His scholarly interests range widely. His initial research focused on slavery, post-slavery and race in Puerto Rico. It resulted in the book Sugar, Slavery and Freedom in Nineteenth-Century Puerto Rico, co-published in 2005 by The University of North Carolina Press and Editorial de la Universidad de Puerto Rico. Recipient of an essay award in 2006 from the Puerto Rico Chapter of the PEN Club International, this book examines the transition from slavery to post-emancipation on the island by looking closely at the southeastern Guayama region, the sugar plantation zone most dependent on African slave labor in Puerto Rico in the 1800s.
Figueroa-Martínez's work in the field of documentary film production includes serving as scholar and script consultant for "Puerto Rican Passages" (1995), on the Puerto Rican migration to Connecticut; and as scholarly consultant and co-producer (uncredited) for "Ritmo de Pueblo" (2001), a film exploring the role of music in Puerto Rican culture on the island and the diaspora. Both films premiered on Connecticut Public Television and were later broadcast on other PBS affiliates. In addition, he directed and produced two short films on issues of race, gender and sexuality at Trinity College: "Umoja House: Coming to Grips with Diversity" (2003) and "Halloween on Vernon Street" (2006). A third, related short film is currently in its pre-production phase.

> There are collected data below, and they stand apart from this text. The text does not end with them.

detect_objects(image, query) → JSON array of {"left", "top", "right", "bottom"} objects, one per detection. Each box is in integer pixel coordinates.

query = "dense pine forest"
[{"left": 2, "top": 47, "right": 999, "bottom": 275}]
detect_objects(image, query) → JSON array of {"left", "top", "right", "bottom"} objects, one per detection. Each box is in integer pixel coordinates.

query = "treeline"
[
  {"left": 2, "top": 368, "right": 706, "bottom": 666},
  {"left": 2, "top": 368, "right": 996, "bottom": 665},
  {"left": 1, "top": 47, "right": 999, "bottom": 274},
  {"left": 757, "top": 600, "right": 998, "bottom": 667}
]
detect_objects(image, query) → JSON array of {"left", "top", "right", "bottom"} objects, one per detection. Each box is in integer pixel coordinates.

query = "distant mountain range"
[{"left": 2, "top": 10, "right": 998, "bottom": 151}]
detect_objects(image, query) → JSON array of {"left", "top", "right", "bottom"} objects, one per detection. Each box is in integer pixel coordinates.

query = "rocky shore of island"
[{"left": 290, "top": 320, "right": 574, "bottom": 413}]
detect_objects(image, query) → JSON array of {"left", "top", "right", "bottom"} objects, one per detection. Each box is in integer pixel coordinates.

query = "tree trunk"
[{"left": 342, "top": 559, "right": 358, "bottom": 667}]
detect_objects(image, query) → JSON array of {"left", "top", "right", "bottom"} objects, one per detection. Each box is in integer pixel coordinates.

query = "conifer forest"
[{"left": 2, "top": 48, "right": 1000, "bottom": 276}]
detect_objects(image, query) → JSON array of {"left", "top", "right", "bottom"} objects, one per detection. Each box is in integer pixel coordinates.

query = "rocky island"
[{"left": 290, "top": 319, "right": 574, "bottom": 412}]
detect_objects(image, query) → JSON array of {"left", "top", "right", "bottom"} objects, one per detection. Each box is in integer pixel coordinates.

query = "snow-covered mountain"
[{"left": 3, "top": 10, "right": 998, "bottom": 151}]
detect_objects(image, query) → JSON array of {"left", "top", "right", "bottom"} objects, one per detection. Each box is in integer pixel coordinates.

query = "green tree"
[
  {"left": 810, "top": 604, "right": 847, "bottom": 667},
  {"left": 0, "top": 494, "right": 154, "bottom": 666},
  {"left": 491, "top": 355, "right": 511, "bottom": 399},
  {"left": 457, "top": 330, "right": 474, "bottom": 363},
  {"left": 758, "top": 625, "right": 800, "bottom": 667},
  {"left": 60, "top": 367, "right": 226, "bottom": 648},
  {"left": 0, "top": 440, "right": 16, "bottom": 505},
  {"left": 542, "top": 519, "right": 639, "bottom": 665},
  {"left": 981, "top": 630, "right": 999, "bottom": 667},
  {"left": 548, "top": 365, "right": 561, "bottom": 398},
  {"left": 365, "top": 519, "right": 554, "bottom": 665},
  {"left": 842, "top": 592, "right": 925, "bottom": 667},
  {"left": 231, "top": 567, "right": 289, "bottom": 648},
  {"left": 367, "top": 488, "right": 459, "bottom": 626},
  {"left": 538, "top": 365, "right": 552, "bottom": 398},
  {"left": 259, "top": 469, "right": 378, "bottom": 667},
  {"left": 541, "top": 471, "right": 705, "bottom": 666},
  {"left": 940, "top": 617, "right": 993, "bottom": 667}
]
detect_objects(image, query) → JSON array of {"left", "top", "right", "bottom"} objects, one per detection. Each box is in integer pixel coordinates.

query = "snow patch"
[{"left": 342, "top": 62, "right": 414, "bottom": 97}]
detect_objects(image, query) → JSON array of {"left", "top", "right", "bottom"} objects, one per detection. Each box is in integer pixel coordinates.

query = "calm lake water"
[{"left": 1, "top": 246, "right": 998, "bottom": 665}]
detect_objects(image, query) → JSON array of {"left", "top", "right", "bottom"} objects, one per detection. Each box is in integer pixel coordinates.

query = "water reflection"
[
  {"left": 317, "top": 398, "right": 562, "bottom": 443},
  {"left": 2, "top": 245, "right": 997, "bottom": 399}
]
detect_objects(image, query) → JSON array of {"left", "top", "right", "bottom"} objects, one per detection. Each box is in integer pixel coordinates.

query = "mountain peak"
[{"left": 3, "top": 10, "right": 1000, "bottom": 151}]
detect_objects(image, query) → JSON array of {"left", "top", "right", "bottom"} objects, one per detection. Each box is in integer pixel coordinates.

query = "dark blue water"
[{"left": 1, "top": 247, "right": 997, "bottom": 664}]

Beginning in the 2000s, Figueroa-Martínez's research shifted to urban history and urban studies, initially as a member of Trinity's Hartford Studies Project, led at the time by Susan Pennybacker, who was then the Borden W. Painter, Jr., '58/H'95 Professor of European History at Trinity, and is currently the Chalmers W. Poston Distinguished Professor of European History at the University of North Carolina at Chapel Hill. This project was funded principally with grants from the Rockefeller and Kellogg foundations.
Figueroa-Martínez is currently completing a manuscript on urbanism, suburbanization, and colonial modernity in San Juan, Puerto Rico since the 1930s, centered on Avenida Franklin Delano Roosevelt in Hato Rey.
His new research centers on urban politics, race, class and dance music culture in Hartford and New York City since the late 1980s.
Prior to joining Trinity College, Figueroa–Martínez was an Assistant Professor in the Department of History and Associate Director of the Center for Latin American Studies at the University of Connecticut in Storrs, as well as co-founder of UConn's Institute for Puerto Rican and Latino Studies, which were merged in 2012 to become El Instituto: Institute of Latina/o, Caribbean, and Latin American Studies.
Born in Ponce, and raised in Coamo, Puerto Rico, Figueroa-Martínez earned his Ph.D. and M.A. in Latin American History at the University of Wisconsin-Madison under Steve J. Stern, Florencia E. Mallon, Thomas E. Skidmore, and Francisco Scarano; and his B.A. in General (Interdisciplinary) Studies at the Universidad de Puerto Rico, Recinto de Río Piedras.